Petra langsung memanggil saudaranya yang rumahnya berdekatan untuk meminta bantuan. Tidak lama kemudian, sebelum sempat dibawa ke rumah sakit, Djaduk sudah menghembuskan napas terakhirnya. Pihak keluarga lantas memanggil paramedis ke rumah untuk memastikan kondisi Djaduk.
Setelah dimandikan di rumah duka, pada pukul 12.00 WIB jenazah Djaduk akan disemayamkan di Padepokan seni Bagong Kussudiardja di Yogyakarta. Kemudian pukul 15.00 WIB akan dikebumikan di makam keluarga Sembungan, Kasihan, Bantul.
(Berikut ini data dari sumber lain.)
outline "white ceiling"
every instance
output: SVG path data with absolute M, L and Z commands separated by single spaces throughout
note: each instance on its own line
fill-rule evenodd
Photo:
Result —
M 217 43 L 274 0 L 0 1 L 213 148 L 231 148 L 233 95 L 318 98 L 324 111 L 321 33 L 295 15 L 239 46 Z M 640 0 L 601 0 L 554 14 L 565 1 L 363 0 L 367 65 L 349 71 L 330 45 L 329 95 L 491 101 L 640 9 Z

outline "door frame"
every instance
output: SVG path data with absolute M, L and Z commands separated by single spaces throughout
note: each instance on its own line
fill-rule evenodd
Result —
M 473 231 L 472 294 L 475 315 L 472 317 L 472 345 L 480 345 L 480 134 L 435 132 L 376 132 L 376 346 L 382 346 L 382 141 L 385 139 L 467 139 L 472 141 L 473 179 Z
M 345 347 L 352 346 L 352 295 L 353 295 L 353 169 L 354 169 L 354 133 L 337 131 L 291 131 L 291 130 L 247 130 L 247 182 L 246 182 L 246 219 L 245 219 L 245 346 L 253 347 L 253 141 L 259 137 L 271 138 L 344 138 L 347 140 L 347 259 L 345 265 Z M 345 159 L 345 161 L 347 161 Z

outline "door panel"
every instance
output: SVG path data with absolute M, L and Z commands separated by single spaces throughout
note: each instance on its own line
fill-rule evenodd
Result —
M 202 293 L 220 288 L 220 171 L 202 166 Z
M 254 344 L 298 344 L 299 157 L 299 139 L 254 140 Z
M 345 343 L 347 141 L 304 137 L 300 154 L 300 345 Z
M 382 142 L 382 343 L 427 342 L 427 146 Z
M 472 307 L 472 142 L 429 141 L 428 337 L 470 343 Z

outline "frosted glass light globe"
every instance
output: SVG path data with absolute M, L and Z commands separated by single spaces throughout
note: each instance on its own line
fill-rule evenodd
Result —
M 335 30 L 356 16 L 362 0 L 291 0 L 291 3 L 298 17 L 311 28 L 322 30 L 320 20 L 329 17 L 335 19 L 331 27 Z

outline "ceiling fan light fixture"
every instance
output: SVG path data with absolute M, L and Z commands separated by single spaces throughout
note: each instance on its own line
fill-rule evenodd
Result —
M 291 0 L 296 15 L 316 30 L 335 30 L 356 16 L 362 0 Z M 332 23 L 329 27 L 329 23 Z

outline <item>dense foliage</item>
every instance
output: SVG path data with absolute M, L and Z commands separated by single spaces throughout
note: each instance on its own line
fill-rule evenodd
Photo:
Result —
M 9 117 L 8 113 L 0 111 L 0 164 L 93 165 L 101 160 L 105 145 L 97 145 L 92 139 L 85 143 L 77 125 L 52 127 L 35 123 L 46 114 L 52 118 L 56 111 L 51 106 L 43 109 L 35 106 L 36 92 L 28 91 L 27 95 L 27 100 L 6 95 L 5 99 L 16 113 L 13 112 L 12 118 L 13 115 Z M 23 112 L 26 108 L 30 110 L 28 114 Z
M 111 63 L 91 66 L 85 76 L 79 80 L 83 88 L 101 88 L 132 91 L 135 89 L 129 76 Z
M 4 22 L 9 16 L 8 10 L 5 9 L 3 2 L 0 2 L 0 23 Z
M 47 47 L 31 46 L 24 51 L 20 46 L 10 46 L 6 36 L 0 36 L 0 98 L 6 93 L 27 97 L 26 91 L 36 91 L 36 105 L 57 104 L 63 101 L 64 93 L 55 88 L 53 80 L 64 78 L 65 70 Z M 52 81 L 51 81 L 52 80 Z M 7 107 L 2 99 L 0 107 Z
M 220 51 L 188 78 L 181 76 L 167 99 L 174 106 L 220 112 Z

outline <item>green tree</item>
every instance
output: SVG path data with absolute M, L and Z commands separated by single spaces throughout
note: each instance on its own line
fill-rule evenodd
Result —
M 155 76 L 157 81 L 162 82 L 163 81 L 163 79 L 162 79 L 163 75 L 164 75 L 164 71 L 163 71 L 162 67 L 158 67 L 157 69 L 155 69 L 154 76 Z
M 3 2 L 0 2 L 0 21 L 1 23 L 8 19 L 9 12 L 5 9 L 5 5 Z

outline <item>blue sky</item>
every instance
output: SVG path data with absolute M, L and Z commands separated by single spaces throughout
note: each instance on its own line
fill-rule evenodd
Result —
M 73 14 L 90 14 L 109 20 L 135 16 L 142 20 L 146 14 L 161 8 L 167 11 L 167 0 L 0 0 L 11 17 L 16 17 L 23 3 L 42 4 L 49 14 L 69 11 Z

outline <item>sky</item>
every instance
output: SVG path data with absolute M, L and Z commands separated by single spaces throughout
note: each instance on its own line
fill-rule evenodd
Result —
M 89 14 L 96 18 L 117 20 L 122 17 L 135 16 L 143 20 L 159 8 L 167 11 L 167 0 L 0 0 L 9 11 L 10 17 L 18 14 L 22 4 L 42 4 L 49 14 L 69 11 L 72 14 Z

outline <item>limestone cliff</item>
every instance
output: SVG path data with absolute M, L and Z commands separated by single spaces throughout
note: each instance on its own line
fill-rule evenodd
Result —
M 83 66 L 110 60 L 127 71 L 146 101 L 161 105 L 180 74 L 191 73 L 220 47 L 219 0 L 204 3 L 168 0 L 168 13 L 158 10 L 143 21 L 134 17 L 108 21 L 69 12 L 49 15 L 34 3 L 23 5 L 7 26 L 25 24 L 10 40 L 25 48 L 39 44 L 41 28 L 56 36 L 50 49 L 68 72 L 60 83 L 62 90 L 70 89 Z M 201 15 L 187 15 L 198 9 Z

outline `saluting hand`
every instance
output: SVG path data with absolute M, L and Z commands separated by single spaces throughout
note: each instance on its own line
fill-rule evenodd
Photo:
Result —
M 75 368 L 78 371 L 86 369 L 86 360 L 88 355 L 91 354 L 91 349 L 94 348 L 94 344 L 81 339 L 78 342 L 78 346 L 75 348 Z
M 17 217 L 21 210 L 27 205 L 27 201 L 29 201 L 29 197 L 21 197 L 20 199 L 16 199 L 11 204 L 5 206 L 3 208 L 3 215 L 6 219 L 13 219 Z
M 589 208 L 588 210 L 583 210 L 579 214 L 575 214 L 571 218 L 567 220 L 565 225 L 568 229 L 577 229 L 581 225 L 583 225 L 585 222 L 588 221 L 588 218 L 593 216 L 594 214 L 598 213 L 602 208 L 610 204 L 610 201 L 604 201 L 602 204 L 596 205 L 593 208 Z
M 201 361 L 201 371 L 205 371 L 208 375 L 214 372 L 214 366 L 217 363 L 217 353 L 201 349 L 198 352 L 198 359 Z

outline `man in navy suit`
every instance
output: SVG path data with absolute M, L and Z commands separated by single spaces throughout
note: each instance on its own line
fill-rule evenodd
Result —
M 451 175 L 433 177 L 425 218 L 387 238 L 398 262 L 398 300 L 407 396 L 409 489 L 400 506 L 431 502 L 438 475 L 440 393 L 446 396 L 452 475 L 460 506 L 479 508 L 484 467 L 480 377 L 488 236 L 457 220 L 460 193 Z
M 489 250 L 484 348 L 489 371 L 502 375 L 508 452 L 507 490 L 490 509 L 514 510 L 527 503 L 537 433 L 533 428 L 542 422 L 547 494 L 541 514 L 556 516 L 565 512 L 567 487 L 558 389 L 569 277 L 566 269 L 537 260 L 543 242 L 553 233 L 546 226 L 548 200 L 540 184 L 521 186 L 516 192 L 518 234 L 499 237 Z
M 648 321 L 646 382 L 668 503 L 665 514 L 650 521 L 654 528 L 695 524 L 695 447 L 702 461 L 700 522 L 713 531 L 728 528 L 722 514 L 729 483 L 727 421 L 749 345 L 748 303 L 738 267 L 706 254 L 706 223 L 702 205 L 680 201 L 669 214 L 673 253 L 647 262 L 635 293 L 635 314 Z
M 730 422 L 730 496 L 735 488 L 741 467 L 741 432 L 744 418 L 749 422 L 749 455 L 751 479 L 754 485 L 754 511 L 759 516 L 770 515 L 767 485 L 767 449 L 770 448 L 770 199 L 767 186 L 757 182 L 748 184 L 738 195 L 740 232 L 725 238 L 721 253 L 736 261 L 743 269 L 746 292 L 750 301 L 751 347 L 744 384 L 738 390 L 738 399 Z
Kepergian Djaduk memang mendadak. Djaduk masih dijadwalkan tampil di Ngayogjazz pada Sabtu (16/11/2019) di Godean, Yogyakarta.
Selain itu, dalam waktu dekat Teater Gandrik akan pentas di Ciputra Hall Surabaya pada 6 dan 7 Desember 2019 membawakan lakon “Para Pensiunan” yang disutradarai Djaduk.(iss/ipg)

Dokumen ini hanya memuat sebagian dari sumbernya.